Now looking at 2011, we expect the world economy will continue to improve, and with it, our sales to these advanced technology markets. In the semiconductor market, demand for chips continued to increase as new products and new applications are identified. Demand for semiconductor rich products like smart phones, tablet computers, and other new products are expected to increase. Recently, several major IC manufacturers have increased their capital spending plans for 2011. Should customer spending materialize against these recent announcements, we would expect to see an increase in demand for our products to the semiconductor market. And with further large orders, like the solar one we announced yesterday, 2011 should be a growth year for the other advanced markets we serve as well.
Given these conditions, we estimate that our first quarter sales may range from $220 million to $240 million, and at this volume our non-GAAP net earnings could range from $0.62 to $0.77 per share. Today we also announced that MKS has initiated a quarterly dividend payment of $0.15 per share. Our current cash position and long term ability to generate positive cash flow provide us the flexibility to support our growth strategy, as well as return cash to investors. This regular dividend demonstrates confidence in our business, our strategy, and operational discipline, as well as the free cash flows we expect to generate. At this point I'll turn the call over to Seth to discuss our financial results and to expand on our guidance.
- VP and CFO
Thank you Leo. Good morning again, everyone. We are pleased to report that MKS achieved record performance in 2010. Sales were $853.1 million, up 117% from $392.7 million in 2009. Sales to the semiconductor market increased 167% to $544.5 million, and sales to other advanced markets increased 64% to $308.6 million, both were new records. Sales to the semiconductor markets represented 64% of sales in 2010, compared to 52% in 2009. Gross margin for the year was 44.4% compared to 33.2% in 2009. Non-GAAP operating profit was 23% and non-GAAP earnings were $2.62 per share.
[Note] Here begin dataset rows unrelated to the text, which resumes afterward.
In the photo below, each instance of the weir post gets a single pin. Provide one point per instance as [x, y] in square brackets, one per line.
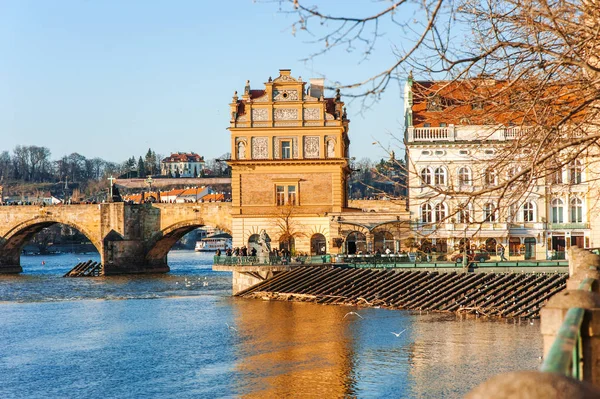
[583, 266]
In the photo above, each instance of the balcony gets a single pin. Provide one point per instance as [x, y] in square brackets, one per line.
[568, 226]
[463, 133]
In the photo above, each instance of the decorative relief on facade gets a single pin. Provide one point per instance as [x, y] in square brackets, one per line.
[260, 114]
[285, 78]
[311, 147]
[295, 154]
[260, 148]
[261, 99]
[285, 95]
[330, 146]
[294, 123]
[241, 149]
[312, 114]
[286, 114]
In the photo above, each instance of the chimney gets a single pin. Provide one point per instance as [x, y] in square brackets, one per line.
[317, 87]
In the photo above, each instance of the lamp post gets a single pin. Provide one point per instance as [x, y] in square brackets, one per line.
[149, 182]
[111, 180]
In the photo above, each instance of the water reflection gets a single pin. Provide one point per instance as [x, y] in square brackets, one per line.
[173, 341]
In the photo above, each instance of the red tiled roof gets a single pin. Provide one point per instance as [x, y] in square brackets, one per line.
[183, 157]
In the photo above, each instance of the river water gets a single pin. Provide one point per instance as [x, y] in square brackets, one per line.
[181, 335]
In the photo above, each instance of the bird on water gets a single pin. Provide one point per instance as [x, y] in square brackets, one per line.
[353, 313]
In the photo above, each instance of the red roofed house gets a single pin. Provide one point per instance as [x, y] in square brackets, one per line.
[182, 164]
[455, 142]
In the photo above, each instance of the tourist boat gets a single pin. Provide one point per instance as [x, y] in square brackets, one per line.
[212, 243]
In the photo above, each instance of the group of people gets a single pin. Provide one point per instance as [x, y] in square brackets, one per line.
[243, 251]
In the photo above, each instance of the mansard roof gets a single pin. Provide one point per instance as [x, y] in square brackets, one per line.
[486, 101]
[286, 89]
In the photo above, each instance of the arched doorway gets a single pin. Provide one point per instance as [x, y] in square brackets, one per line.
[356, 243]
[253, 243]
[530, 247]
[287, 242]
[441, 246]
[464, 243]
[514, 246]
[384, 240]
[318, 244]
[490, 245]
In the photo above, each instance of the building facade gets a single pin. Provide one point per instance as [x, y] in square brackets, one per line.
[289, 163]
[182, 164]
[454, 159]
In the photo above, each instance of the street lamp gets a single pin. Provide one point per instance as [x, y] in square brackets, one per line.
[149, 182]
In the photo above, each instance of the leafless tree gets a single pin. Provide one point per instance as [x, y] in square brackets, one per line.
[542, 56]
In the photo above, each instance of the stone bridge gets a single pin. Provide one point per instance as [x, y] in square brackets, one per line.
[131, 238]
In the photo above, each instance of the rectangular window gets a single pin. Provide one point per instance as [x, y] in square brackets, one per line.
[280, 195]
[286, 194]
[291, 195]
[286, 150]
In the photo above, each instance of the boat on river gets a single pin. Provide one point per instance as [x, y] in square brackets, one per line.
[214, 242]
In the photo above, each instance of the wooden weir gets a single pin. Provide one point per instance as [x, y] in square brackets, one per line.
[499, 294]
[86, 269]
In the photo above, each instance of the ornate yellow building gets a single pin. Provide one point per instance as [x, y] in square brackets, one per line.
[289, 163]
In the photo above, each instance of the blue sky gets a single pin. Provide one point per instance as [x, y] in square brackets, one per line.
[110, 79]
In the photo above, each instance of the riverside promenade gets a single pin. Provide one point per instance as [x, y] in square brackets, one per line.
[567, 299]
[500, 289]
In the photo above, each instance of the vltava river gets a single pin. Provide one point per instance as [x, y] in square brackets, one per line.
[167, 336]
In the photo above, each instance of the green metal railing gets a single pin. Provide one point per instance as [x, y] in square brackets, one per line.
[375, 261]
[565, 355]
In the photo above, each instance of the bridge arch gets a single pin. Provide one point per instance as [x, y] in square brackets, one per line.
[162, 241]
[12, 243]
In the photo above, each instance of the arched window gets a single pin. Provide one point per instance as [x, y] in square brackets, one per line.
[426, 214]
[440, 176]
[464, 177]
[464, 214]
[356, 243]
[575, 172]
[491, 177]
[440, 213]
[241, 150]
[557, 211]
[529, 212]
[383, 240]
[576, 210]
[489, 212]
[318, 244]
[426, 176]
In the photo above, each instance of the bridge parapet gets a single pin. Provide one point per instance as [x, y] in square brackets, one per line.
[131, 238]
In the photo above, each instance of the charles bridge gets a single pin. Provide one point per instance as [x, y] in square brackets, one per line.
[131, 238]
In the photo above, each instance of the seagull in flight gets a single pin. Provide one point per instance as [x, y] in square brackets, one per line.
[353, 313]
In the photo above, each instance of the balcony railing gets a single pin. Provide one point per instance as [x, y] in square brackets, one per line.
[464, 133]
[568, 226]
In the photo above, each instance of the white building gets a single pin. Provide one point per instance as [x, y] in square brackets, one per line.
[455, 156]
[181, 164]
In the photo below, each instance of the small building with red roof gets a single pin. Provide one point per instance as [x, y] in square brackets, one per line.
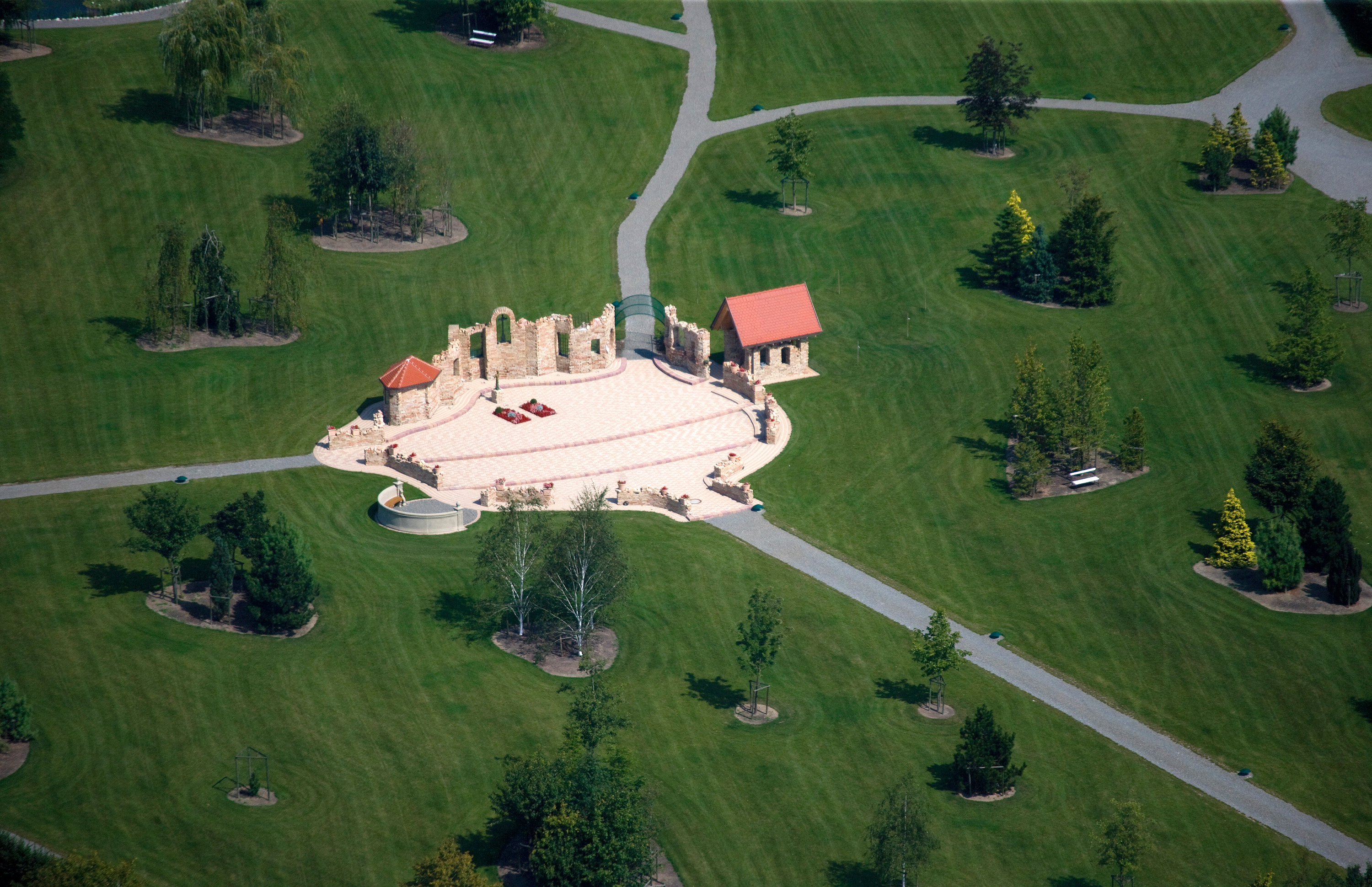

GAAP net income was $2.80 per share and included income from discontinued operations of $0.19 per share.
Turning to cash flow during the year, cash and investments, net of debt, increased by $168.2 million to $431.9 million. The increase in cash and investments were positively affected by the proceeds of the sale of two discontinued businesses, as well as income tax refund received in the fourth quarter. The cash received from these items totalled approximately $40 million in 2010. Continuing the strength we have seen in 2010, fourth quarter sales to both our advanced technology and semiconductor markets remained strong at $219 million of revenue. Our net operating profit was approximately 22% of sales and non-GAAP earnings per share was $0.67 per share. Gross margin during the quarter was 44.4%, compared to 44.5% in the third quarter. Operating expenses increased to $48.7 million, up from $43.3 million in the third quarter. The increase in operating expenses was primarily related to planned additional engineering headcount, the timing of 30 engineering projects, in higher variable compensation, and fringe-related costs.
In the fourth quarter, we incurred a loss on foreign exchange of approximately $400,000, compared to the approximately $1 million of favorable foreign exchange gains in the third quarter. GAAP net income for the fourth quarter was $35.9 million or $0.70 per share. The tax rate on continuing operations for the quarter was 30% and the tax rate for the full year was 32%. The lower rate in the fourth quarter was primarily due to the favorable geographical mix of taxable income. In the quarter, cash investments net of debt increased $84.6 million to $431.9 million, include a tax refund of $24.7 million. Day sales outstanding were 57 days, the inventory turns were 3.1. Capital additions for the quarter, primarily related to test and calibration equipment, were $4.4 million and depreciation expense was $2.9 million.
In the fourth quarter, sales to the semiconductor market were $140 million or 64% of total sales. And sales to our other markets was $79 million for 36%, both essentially unchanged from the prior quarter. Within the semiconductor market, sales to the semiconductor OEMs were 53% of total sales and sales to semiconductor fabs were 11% of total sales, both essentially unchanged from the third quarter. Geographically, US sales decreased 7%. Sales in Asia increased 5% and sales in Europe increased 11% primarily as a result of sales to the semiconductor, thin film, and solar customers. Sales in the US were 54% of total sales. Sales in Asia were 33% and sales in Europe were 13%. Sales to our top 10 customers represented 41% of total sales. Sales to our largest customer, Applied Materials, represented 14% of fourth quarter sales.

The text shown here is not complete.